The Gifts of Codependency
- I look at my mother now as she sits in her nursing home, plagued with dementia, and I feel nothing but love and pity. Because I know she loves me and always has, I have forgiven her for the painful memories I still carry. I know she was also codependent but never got help and it made for a difficult, anxious existence.
- Once I understood what was going on inside my own mind, it became second nature for me to spot others that were in similar circumstances. Eventually, I was able to help those who walk behind me on this road to recovery. There is a tremendous blessing in doing so.
- I am usually aware of myself when I fall into old patterns and talk or behave out of that thinking. Now I can catch myself. I have the ability to determine my actions.
- No longer do I fall helplessly into the abyss of negative thinking. When my thoughts do go that way, I know I have the choice.
- I have learned to trust. It doesn't come naturally but I let the fear of abandonment go through me and do it anyway. I've never been disappointed.
- It's fine for me to be alone. I enjoy it. Most of my life I was terrified of it.
- No longer is it necessary for me to sacrifice my personal comfort in order to be approved of or accepted by others. I sometimes feel the old rejection fears coming on, but now I understand they are just lies and I am free to relax. Boundaries are wonderful things.
- At long last, I am at peace with who I am. The old lies are still in my head, but they are tired and fading and rarely have power over me (it's a process).
- God is an important part of my life. I've always wanted this but it eluded me. Once I got on my knees, begging for help, He was there and has never left me.
- Best of all, I have the opportunity to make things right with my daughters by being a positive example of what a healthy, well balanced woman looks like. It's no accident that as I have gotten stronger, so have they. I'm so grateful that we have an honest, healthy relationship.

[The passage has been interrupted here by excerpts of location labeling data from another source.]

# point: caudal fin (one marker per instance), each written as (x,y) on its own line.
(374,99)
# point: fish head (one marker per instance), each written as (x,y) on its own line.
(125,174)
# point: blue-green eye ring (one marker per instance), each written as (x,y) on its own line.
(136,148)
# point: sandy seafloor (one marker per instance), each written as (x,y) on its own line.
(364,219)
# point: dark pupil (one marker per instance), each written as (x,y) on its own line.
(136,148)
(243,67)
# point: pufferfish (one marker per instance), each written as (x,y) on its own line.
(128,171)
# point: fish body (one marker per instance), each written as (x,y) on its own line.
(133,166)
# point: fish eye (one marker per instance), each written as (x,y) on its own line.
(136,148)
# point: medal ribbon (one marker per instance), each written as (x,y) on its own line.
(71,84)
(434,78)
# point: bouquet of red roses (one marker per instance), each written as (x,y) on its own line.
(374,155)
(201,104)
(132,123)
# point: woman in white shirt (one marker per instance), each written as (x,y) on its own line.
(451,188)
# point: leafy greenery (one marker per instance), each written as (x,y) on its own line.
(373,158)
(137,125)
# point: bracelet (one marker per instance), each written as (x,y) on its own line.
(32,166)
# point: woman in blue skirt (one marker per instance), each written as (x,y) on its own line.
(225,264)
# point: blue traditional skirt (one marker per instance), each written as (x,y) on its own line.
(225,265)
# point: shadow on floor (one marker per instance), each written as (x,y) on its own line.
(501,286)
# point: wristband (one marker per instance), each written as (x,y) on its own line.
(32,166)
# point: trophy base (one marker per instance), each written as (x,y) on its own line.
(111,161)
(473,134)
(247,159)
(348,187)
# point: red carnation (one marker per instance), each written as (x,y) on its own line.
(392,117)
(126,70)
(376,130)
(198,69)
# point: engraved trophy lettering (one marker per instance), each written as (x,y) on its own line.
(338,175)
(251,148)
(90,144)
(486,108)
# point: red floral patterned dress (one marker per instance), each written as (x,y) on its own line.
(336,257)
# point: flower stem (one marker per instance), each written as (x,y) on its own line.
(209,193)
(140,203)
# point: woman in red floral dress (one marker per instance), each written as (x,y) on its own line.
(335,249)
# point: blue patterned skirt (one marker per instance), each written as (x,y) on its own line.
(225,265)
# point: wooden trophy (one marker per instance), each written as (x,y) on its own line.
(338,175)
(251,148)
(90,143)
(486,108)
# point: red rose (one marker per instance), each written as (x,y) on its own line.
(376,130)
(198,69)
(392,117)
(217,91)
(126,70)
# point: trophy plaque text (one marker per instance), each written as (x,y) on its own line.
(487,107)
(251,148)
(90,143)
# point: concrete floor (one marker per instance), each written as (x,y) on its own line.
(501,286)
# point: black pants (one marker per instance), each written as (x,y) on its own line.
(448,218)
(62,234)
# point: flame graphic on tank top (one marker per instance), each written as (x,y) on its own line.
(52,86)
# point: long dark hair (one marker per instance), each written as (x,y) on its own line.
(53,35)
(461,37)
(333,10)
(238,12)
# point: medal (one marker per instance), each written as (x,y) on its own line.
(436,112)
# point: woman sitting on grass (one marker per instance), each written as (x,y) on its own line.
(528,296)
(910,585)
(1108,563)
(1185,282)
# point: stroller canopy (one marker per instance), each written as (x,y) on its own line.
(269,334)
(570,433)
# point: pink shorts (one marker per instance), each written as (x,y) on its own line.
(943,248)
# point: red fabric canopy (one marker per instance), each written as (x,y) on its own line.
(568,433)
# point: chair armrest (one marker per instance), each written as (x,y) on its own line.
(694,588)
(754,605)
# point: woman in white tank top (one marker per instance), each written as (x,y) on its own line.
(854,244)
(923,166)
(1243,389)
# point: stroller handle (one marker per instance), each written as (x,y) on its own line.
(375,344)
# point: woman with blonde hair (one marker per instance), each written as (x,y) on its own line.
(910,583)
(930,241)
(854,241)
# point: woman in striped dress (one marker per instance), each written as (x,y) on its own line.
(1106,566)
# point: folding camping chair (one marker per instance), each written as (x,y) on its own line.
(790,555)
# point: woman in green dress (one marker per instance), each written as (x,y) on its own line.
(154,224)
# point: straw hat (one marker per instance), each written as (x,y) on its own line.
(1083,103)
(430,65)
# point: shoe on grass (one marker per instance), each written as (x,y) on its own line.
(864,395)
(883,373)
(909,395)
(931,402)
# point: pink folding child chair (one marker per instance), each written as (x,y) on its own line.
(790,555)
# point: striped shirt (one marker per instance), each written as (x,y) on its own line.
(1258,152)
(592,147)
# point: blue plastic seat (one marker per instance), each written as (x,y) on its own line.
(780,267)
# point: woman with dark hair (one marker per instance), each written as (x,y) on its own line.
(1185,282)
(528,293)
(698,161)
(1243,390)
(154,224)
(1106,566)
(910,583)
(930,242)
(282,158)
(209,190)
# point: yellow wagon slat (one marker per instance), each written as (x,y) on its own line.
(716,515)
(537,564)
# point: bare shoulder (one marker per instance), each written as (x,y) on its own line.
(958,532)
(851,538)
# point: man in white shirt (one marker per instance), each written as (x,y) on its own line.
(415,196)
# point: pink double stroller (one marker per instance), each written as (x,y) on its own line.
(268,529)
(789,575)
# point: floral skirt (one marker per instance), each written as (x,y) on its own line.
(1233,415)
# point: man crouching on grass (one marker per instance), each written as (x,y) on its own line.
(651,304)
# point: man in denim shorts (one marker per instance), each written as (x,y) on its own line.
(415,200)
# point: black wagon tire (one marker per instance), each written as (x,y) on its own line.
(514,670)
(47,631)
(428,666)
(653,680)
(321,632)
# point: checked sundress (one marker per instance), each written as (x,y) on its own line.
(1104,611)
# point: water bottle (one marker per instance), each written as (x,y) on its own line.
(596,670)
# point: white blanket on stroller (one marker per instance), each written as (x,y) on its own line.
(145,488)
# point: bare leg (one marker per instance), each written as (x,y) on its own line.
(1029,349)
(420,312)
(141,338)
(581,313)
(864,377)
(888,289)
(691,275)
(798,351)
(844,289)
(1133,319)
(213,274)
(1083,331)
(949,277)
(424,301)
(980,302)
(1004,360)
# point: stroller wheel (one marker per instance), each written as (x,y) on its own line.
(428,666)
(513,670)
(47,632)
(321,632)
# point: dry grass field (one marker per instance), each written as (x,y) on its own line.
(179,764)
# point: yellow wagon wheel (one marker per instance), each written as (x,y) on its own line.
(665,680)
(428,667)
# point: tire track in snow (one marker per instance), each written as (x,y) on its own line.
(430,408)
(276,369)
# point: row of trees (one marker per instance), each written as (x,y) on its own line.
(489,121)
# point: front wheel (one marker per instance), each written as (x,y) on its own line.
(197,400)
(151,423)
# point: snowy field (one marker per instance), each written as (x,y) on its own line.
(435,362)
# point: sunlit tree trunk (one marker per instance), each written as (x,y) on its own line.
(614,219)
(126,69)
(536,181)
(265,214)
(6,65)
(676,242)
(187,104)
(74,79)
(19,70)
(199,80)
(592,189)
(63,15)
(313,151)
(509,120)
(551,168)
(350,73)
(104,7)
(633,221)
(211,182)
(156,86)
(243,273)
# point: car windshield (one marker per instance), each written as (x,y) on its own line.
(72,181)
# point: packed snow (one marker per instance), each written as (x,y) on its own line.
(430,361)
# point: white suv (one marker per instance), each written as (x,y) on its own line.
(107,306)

As if all this wasn't enough, the depression I was burdened with all my life no longer exists. The anxiety I experienced everyday for decades and that I took medication for the last ten years is also gone. Both are the result of not being filled with rage and feeling helpless. Today I am drug free. I have days, like anyone else, where I get down or feel anxious, but I no longer have a disorder.
I will always have to work to stay on the right path. Those are just the cards I was dealt. I still struggle with certain aspects of who I am, but now I have knowledge on my side. I understand why and that makes the difference between being a victim and being victorious.
I am an overcomer. That it the gift of codependency...for those who do not quit.